Pertemuan menyakitkan

112 2 0
                                    

Part 13

Deg.Deg

.

.

.

Deg.Deg

.

.

.

"An"

"An maafkan aku.."

"Jahat! Kamu.."

"Happy birthday to youu..

Happy birthday to youu..

Happy birthdayy..

"Kami turut berduka"

"Maafkan kami.."

"Tolonglah pak"

"Maaf .. Tapi kalian tak punya aset lagi."

"Tak punya aset lagi."

"Tapi.."

"Pak jangan pak.. Jangann.."

"AN"

"Tolong pak.. Kami mohon.."

"Maaf."

"Reeeen!!!"

"Kakk ... Mau kemana?"

"Kenapa kakak pergi?"

"Kak.."

"Kakk.."

"AANNN!!!"

Siiiiiinnggg ....

Suasana hening seketika.

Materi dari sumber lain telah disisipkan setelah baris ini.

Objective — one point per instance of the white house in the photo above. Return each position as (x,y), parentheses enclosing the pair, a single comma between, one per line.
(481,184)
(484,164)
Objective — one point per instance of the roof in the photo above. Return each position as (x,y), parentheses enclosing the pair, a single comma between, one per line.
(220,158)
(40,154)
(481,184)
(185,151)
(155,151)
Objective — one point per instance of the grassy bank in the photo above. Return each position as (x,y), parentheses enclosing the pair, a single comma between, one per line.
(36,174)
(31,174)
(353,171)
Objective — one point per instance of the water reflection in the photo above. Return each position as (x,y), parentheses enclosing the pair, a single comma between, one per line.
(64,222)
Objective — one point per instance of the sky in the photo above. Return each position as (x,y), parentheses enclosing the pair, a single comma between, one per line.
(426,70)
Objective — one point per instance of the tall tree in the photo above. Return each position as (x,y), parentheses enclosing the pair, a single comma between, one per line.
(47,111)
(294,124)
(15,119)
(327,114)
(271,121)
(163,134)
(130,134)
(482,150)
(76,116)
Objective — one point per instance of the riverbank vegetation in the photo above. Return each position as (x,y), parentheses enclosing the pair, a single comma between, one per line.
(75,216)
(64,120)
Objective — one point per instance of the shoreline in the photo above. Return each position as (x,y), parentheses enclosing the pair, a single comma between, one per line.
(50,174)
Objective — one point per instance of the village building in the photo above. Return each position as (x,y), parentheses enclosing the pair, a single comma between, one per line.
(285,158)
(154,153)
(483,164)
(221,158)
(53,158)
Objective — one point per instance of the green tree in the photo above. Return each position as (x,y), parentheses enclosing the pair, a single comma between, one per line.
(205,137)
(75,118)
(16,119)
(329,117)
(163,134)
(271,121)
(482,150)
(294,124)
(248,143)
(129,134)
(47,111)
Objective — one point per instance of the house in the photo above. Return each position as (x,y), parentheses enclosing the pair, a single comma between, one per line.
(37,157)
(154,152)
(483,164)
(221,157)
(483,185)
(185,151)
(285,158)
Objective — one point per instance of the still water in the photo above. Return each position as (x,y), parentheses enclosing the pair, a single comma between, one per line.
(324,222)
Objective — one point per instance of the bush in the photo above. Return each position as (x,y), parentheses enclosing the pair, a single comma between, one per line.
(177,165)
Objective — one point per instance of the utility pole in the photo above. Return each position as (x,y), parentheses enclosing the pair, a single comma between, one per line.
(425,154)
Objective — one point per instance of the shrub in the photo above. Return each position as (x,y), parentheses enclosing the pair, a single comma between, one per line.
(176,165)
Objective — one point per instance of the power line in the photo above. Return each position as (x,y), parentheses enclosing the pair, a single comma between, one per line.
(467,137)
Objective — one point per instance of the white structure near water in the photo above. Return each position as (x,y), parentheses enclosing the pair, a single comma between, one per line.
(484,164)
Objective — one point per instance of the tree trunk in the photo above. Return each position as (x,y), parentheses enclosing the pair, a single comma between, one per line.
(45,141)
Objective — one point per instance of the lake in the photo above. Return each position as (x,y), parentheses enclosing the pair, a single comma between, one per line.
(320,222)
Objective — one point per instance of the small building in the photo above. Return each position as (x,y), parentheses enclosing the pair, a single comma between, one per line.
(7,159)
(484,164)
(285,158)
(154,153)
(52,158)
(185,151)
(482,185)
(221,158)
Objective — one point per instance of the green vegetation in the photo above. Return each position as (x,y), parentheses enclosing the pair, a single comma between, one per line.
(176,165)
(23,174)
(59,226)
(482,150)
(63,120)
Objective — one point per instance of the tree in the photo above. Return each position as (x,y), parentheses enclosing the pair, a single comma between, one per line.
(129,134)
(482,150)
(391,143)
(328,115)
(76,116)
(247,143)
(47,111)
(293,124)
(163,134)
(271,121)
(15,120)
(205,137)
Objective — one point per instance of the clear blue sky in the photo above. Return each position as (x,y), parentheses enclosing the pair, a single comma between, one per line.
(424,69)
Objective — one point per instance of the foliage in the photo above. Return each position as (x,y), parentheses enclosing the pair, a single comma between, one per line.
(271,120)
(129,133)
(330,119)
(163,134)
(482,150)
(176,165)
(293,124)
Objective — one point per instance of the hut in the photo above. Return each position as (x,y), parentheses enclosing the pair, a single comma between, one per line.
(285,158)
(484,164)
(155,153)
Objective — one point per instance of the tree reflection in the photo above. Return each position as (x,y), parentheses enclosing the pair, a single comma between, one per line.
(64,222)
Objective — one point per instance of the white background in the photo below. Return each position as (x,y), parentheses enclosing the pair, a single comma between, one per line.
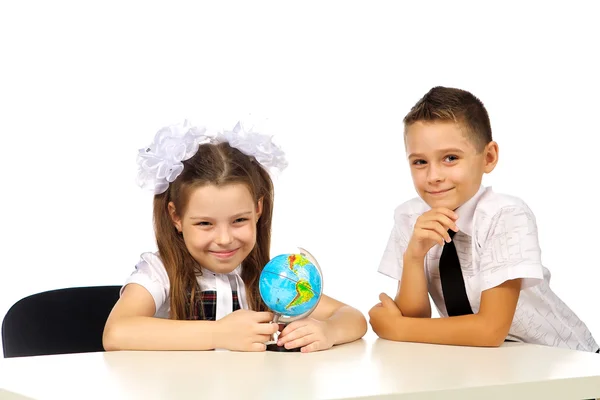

Entah apa yang telah terjadi. Tapi seakan suara-suara yang menyeruak berteriak di telingaku seakan lenyap dengan hanya satu suara teriakan dari seseorang yang sekarang kini memegangi kedua tanganku yang begitu kuat mencengkeram rambutku seolah akan menariknya hingga merobek kulit kepalaku. Kulihat semua mata tertuju pada satu titik. Pada kami. Pada ku yang terduduk dilantai dibawah meja makanku dan tubuh Kroni yang berjongkok didepan ku menatapku cemas sambil terus memegangi tanganku yang masih bergetar hebat.

"An, kamu nggak apa apa?"

"  hhh.. Hhhhh.. Hhhh.....  "

Aku ingin menjawabnya tapi seakan mulut ini tak mau berhenti bergetar hebat sehebat getaran tubuhku. Hanya suara nafasku yang memburu keluar saja yang terdengar di tengah-tengah keheningan di restaurant yang kami kunjungi. Kroni yang menyadari bahwa aku tak akan bisa kembali normal secepat itu segera mengemasi barang-barang kami, tak lupa meninggalkan beberapa lembar uang kertas diatas meja sebelum akhirnya menarik tubuhku berdiri dan merangkul tubuhku membawaku keluar dari restaurant itu ke mobilnya.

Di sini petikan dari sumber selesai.